A total of 52 patient records were reviewed; 28 patients received sac packing and 24 patients underwent coil trapping/inflow occlusion. There was no significant difference in patients' demographics or RAA characteristics between the groups. The mean aneurysm diameter was 25.6 ± 8.4 mm in the sac packing group and 31.1 ± 16.8 mm in the coil trapping/inflow occlusion group (P = .130). Most aneurysms in the sac packing group originated from the main renal artery bifurcation (67.9%), whereas in the coil trapping/inflow occlusion group, most aneurysms originated from the renal segmental branch arteries (54.2%). The immediate technical success rate was 100%, and the in-hospital mortality rate was 0% in both groups.

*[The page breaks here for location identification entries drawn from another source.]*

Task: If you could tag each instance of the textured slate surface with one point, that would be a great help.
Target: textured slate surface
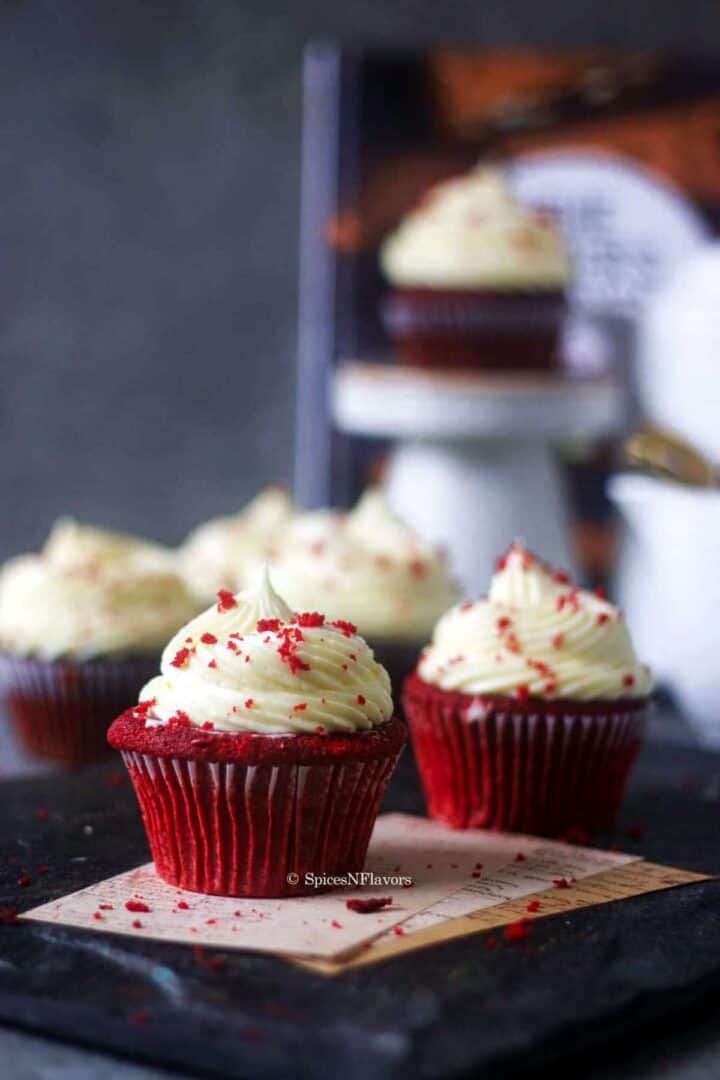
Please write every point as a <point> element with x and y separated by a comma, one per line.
<point>584,979</point>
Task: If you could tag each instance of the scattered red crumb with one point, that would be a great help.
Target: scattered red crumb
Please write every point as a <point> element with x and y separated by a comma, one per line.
<point>212,962</point>
<point>310,619</point>
<point>136,905</point>
<point>180,659</point>
<point>517,931</point>
<point>226,601</point>
<point>367,906</point>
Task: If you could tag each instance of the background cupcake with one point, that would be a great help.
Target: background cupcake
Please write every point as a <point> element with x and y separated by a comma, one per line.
<point>478,280</point>
<point>369,567</point>
<point>527,710</point>
<point>81,625</point>
<point>262,750</point>
<point>218,553</point>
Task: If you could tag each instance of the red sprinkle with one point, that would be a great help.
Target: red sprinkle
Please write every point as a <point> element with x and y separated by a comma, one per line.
<point>310,619</point>
<point>136,905</point>
<point>517,931</point>
<point>226,601</point>
<point>369,905</point>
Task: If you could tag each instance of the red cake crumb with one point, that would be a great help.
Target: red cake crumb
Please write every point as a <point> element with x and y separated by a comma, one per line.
<point>226,601</point>
<point>367,906</point>
<point>136,905</point>
<point>517,931</point>
<point>310,619</point>
<point>180,659</point>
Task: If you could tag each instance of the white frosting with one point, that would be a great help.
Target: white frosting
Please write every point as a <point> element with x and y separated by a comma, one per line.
<point>538,635</point>
<point>367,566</point>
<point>231,672</point>
<point>218,553</point>
<point>91,593</point>
<point>470,232</point>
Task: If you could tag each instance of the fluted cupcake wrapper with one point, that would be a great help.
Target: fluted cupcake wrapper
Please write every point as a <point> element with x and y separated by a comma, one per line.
<point>60,710</point>
<point>539,768</point>
<point>255,831</point>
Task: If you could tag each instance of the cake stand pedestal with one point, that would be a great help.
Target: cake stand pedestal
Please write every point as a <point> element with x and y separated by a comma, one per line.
<point>473,464</point>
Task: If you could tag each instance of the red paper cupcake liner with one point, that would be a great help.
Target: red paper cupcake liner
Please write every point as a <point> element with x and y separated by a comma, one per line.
<point>60,710</point>
<point>256,829</point>
<point>485,329</point>
<point>540,767</point>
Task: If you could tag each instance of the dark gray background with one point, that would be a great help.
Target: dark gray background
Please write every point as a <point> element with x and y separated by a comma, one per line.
<point>149,192</point>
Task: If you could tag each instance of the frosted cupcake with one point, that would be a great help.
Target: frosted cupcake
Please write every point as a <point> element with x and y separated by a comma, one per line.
<point>478,280</point>
<point>218,553</point>
<point>82,623</point>
<point>369,567</point>
<point>262,750</point>
<point>527,710</point>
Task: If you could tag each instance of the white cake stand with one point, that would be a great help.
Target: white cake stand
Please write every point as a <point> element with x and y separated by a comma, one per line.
<point>473,466</point>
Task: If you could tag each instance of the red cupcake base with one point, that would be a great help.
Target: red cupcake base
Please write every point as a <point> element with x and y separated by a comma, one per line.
<point>250,815</point>
<point>60,710</point>
<point>539,767</point>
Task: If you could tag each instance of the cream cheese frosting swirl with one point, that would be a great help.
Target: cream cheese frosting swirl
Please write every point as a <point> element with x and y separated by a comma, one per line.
<point>91,593</point>
<point>218,553</point>
<point>471,232</point>
<point>535,636</point>
<point>367,566</point>
<point>247,664</point>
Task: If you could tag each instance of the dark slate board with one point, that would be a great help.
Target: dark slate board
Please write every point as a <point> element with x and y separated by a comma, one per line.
<point>582,980</point>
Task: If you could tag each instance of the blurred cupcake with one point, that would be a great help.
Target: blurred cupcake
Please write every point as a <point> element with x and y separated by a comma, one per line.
<point>478,280</point>
<point>217,554</point>
<point>262,751</point>
<point>527,711</point>
<point>81,626</point>
<point>369,567</point>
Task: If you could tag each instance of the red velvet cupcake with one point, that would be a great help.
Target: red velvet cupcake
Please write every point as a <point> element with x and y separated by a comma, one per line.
<point>527,711</point>
<point>478,280</point>
<point>262,751</point>
<point>81,626</point>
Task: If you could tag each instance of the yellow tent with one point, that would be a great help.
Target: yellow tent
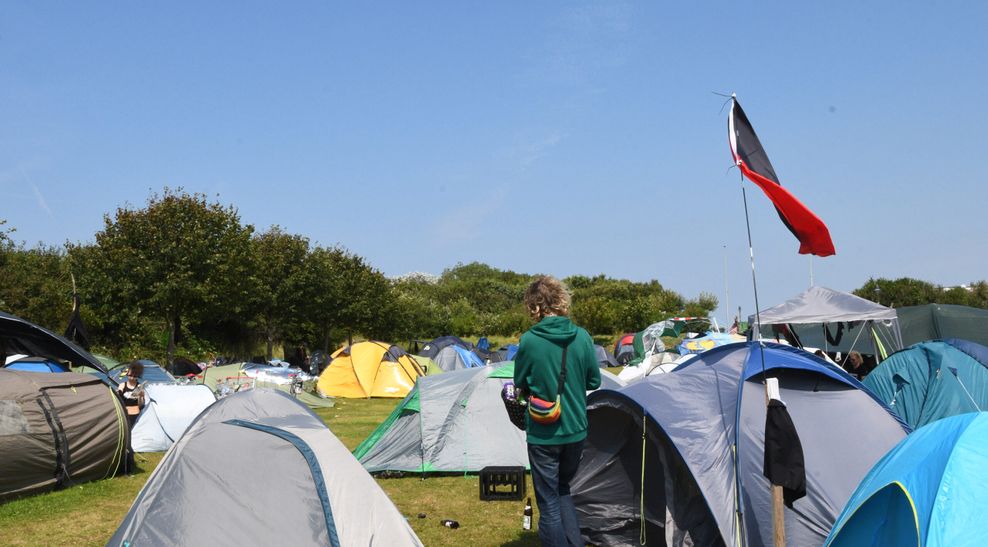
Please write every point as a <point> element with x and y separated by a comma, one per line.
<point>369,369</point>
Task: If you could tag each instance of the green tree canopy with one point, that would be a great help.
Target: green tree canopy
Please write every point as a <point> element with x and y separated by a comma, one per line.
<point>181,257</point>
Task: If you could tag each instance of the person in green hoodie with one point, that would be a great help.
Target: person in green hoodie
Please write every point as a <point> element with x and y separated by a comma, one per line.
<point>555,450</point>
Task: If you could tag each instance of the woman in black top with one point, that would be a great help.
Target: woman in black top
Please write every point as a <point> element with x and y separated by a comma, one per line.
<point>132,392</point>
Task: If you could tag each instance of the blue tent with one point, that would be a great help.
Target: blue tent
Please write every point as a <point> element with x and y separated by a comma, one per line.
<point>933,380</point>
<point>688,448</point>
<point>927,491</point>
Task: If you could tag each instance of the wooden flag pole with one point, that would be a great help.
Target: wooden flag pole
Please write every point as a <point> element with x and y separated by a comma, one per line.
<point>778,515</point>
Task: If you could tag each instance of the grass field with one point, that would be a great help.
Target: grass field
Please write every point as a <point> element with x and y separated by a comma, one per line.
<point>89,513</point>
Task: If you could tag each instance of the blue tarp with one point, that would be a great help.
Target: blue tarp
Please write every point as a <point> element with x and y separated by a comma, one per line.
<point>36,366</point>
<point>932,380</point>
<point>927,491</point>
<point>706,429</point>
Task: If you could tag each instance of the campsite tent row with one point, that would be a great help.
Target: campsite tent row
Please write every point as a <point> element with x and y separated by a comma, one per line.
<point>688,446</point>
<point>267,471</point>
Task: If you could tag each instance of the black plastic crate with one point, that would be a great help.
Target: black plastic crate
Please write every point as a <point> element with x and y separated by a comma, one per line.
<point>502,483</point>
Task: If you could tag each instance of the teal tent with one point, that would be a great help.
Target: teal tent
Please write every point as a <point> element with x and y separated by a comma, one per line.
<point>935,321</point>
<point>927,491</point>
<point>933,380</point>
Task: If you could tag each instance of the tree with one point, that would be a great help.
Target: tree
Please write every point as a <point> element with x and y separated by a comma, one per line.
<point>179,258</point>
<point>34,284</point>
<point>281,273</point>
<point>904,291</point>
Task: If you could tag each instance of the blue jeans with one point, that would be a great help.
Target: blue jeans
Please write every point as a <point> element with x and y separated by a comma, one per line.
<point>553,467</point>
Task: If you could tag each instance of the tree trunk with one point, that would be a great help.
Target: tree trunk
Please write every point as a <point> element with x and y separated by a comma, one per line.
<point>171,344</point>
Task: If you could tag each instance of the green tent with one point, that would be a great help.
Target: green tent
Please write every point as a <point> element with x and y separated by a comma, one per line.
<point>234,379</point>
<point>938,321</point>
<point>453,422</point>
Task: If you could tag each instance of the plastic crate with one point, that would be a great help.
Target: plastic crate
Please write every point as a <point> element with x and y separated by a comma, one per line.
<point>502,483</point>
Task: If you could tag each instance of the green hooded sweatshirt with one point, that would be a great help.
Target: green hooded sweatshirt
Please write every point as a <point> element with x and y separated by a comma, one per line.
<point>537,366</point>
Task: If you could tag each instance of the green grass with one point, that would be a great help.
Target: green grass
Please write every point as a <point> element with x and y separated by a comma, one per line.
<point>89,513</point>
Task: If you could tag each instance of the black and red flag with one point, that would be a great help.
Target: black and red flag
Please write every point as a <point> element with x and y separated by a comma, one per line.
<point>812,233</point>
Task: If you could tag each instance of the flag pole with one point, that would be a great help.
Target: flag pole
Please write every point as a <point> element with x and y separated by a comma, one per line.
<point>778,514</point>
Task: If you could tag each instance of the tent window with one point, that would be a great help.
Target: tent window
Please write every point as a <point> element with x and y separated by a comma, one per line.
<point>12,420</point>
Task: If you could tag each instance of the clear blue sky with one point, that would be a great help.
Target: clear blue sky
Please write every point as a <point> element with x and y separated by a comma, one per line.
<point>556,137</point>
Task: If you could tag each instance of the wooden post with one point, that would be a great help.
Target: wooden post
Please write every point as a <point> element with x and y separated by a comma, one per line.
<point>778,517</point>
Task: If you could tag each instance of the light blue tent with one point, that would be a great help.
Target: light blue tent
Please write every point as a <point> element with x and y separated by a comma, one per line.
<point>927,491</point>
<point>679,456</point>
<point>456,358</point>
<point>933,380</point>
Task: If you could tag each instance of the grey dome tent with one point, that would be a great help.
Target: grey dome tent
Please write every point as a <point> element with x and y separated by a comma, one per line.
<point>702,433</point>
<point>57,430</point>
<point>454,422</point>
<point>258,468</point>
<point>939,321</point>
<point>835,321</point>
<point>168,411</point>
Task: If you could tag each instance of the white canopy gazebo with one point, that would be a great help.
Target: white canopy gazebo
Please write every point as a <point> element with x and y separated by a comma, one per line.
<point>836,321</point>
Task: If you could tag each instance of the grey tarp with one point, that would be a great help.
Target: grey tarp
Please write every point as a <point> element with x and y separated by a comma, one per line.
<point>454,357</point>
<point>690,433</point>
<point>168,411</point>
<point>816,315</point>
<point>258,468</point>
<point>937,321</point>
<point>454,422</point>
<point>57,430</point>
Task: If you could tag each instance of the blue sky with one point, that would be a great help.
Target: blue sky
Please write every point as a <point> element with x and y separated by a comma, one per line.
<point>564,138</point>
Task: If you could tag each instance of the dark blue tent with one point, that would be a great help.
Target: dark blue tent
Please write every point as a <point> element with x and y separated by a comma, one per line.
<point>929,490</point>
<point>35,365</point>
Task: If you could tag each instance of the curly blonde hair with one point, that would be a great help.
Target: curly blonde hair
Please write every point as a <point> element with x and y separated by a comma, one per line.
<point>547,295</point>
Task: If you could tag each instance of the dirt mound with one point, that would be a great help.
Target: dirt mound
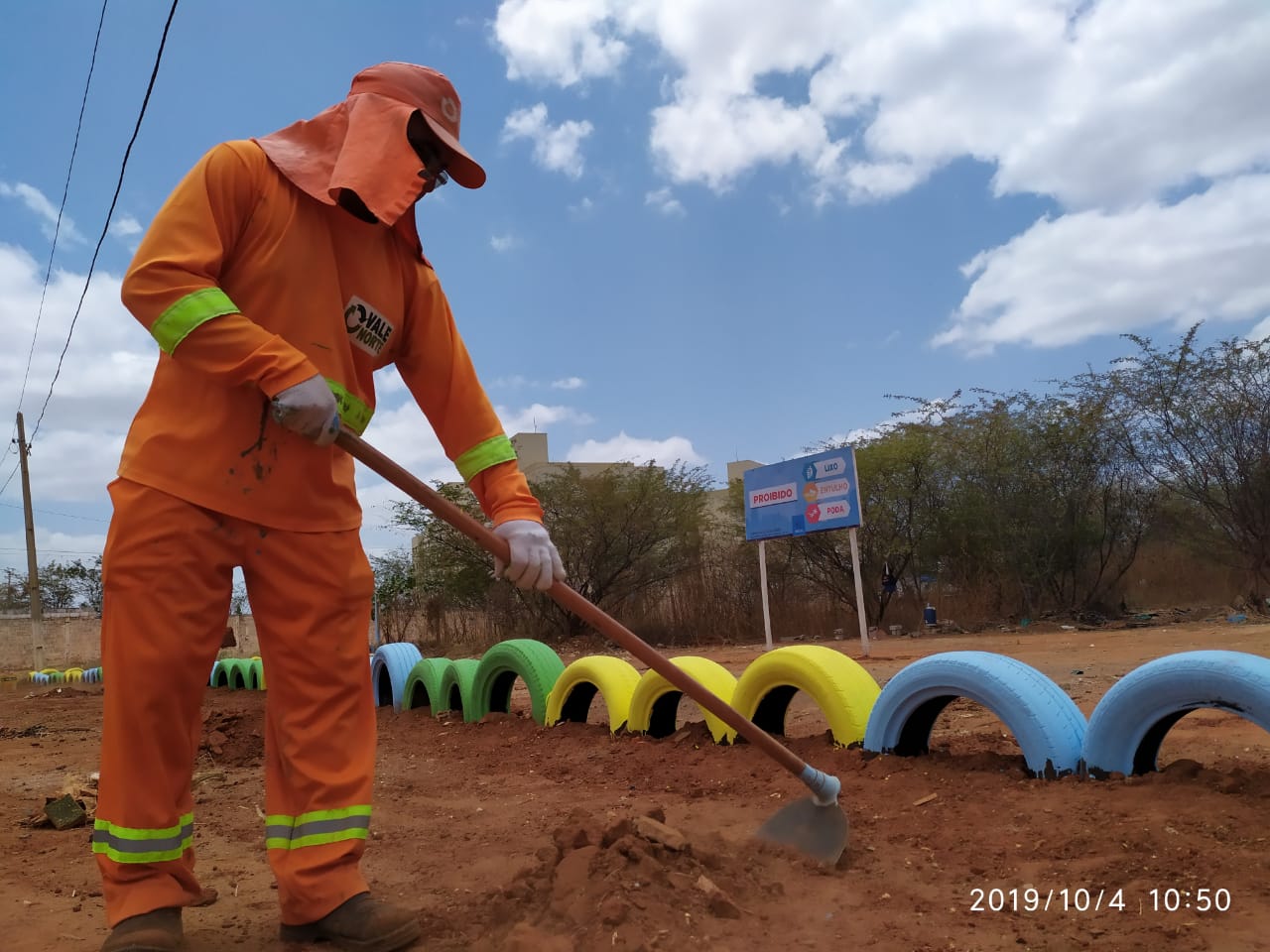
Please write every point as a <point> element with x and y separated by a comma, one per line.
<point>635,884</point>
<point>232,738</point>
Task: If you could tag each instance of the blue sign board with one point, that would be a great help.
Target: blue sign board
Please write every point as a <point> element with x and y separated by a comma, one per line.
<point>811,494</point>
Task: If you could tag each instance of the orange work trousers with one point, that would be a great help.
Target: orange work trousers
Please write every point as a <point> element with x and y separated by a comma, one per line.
<point>168,574</point>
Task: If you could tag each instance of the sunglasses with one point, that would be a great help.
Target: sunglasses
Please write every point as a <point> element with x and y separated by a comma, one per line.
<point>434,162</point>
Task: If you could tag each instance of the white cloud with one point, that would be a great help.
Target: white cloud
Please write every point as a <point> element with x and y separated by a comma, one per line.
<point>556,148</point>
<point>624,448</point>
<point>1092,103</point>
<point>563,42</point>
<point>50,546</point>
<point>103,377</point>
<point>665,200</point>
<point>1261,330</point>
<point>36,202</point>
<point>1101,272</point>
<point>127,226</point>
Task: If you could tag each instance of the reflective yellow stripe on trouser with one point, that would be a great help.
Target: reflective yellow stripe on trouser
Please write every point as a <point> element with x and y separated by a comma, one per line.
<point>353,413</point>
<point>317,828</point>
<point>125,844</point>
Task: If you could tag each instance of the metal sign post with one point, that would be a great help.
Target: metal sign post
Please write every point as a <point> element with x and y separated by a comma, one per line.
<point>762,581</point>
<point>811,494</point>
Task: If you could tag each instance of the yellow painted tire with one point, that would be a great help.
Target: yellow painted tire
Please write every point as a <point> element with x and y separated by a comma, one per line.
<point>654,701</point>
<point>574,690</point>
<point>842,689</point>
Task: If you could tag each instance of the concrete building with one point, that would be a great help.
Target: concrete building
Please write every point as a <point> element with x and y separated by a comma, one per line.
<point>531,452</point>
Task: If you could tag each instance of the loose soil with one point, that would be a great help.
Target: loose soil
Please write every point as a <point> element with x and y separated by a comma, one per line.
<point>507,835</point>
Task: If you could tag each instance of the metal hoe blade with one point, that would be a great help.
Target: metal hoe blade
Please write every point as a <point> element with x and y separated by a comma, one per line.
<point>821,832</point>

Sac packing was more likely to be associated with endoleak immediately after the procedure (28.6% vs 8.3%; P = .065). The overall perioperative complication rate was not statistically different between the groups (7.1% vs 16.7%; P = .284). The mean duration of follow-up was 37.67 ± 29.84 months and 49.35 ± 28.11 months in the sac packing and coil trapping/inflow occlusion groups, respectively (P = .192). No deaths related to RAAs or aneurysm rupture occurred in either group. The overall morbidity rate was similar between groups (12.5% vs 25%; P = .284). Partial renal infarction occurred in two and five patients in the sac packing and coil trapping/inflow occlusion groups, respectively (8.3% vs 25%; P = .132). Impaired renal function was more frequent after coil trapping/inflow occlusion (0% vs 15%; P = .049). A single patient in the sac packing group required further intervention for reperfusion of the aneurysmal sac at 4 months (4.2% vs 0%; P = .356).

Conclusions:

Sac packing might be a safe and effective way to treat RAAs located at the main bifurcation or in branch arteries and may be preferable to coil trapping/inflow occlusion, considering the potential loss of functional renal mass.